Inflazione record, la reazione di famiglie e imprese – Martedì per la lira turca è stata un’altra giornata complicata: dopo la doppia crisi valutaria del 2021 e del 2018 l’inflazione ormai fuori controllo ha determinato la perdita del 15% del suo valore rispetto al dollaro dall’inizio di maggio. La lira è stata così scambiata in ribasso del 2,3% a 17,15 per dollaro.

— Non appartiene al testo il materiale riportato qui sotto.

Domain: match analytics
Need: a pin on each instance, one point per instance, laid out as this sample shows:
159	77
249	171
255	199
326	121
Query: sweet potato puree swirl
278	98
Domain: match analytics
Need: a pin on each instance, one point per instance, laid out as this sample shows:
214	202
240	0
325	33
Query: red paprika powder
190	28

Ciò sta rafforzando la consapevolezza degli investitori che è giunto il momento di liberarsi della valuta così deprezzata, su cui impatta l’inflazione record e l’incapacità del governo di arginare gli aumenti dei prezzi ormai incontrollati.

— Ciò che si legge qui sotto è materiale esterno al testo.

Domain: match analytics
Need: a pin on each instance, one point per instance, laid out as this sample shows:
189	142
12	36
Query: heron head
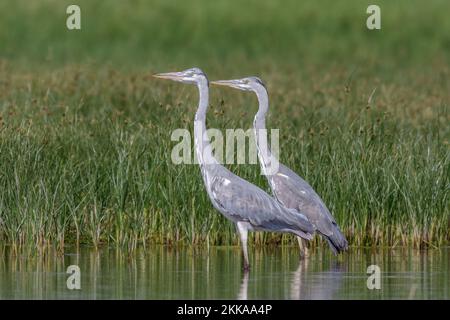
245	84
192	75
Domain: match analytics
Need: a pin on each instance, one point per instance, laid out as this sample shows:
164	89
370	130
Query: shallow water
184	273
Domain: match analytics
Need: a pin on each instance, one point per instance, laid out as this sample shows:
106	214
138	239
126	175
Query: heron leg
243	233
304	253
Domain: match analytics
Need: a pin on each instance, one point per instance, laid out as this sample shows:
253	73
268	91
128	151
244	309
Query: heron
288	188
245	204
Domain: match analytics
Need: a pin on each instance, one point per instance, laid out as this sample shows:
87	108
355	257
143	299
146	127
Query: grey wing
294	192
243	201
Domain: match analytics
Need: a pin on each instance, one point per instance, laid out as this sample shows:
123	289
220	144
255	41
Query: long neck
201	140
264	154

Il governo da un lato ha annunciato di voler ridurre i costi finanziari e stimolare la crescita economica, ma dall’altro non pratica politiche bancarie sostenibili, dal momento che il board della Banca centrale risponde agli umori presidenziali più che alle regole tecniche. Le ultime parole di Erdogan non aiutano: ha detto che le sue convinzioni religiose gli impongono di non poter approvare aumenti dei tassi di interesse, provocando una reazione stizzita da parte di imprese e famiglie che si trovano in oggettive difficoltà.

Turchia chiama India: India risponde? – Anche per questa ragione Ankara vuole allacciare più relazioni con Nuova Dehli perché ha capito che se dovesse nascere un Quad come quello tra Stati Uniti, Australia, Giappone e India in chiave anti-Cina, il Paese sul Bosforo ne resterebbe irrimediabilmente schiacciato. Ma il presidente indiano Modi non ha dimenticato l’appoggio turco al Pakistan quando Nuova Delhi ha deciso di revocare lo status speciale di Jammu e Kashmir nel 2019. Dodici mesi dopo Erdogan ha fatto se possibile di peggio, quando ha equiparato la lotta del Kashmir pakistano alla difesa della patria dell’Impero Ottomano nella campagna di Gallipoli contro Francia, Russia e Gran Bretagna in occasione del primo conflitto mondiale. Non proprio una mossa diplomatica che in India non è passata inosservata.

Tra l’altro l’India è un player al tavolo della partita per il grano, dal momento che due settimane fa ha annunciato il divieto di vendita di grano “per gestire la sicurezza alimentare complessiva del Paese”. Una mossa nazionalistica che sta portando ripercussioni, mentre sul fronte interno turco spicca il report delle Nazioni Unite sulla povertà nel Paese: quasi 15 milioni di cittadini hanno un regime alimentare insufficiente, secondo quanto riportato dalla Live Hunger Map del Programma alimentare mondiale delle Nazioni Unite. Solo negli ultimi tre mesi, mezzo milione di turchi sono entrati nella spirale della malnutrizione, tra cui l’1,7% dei bambini di età inferiore ai 5 anni e ben il 6% dei bambini turchi offre di malnutrizione cronica. E il governo Erdogan come risponde? Si occupa di toponomastica e comunica a Ue e Nato che il nuovo nome del paese è Türkiye e non più Turchia.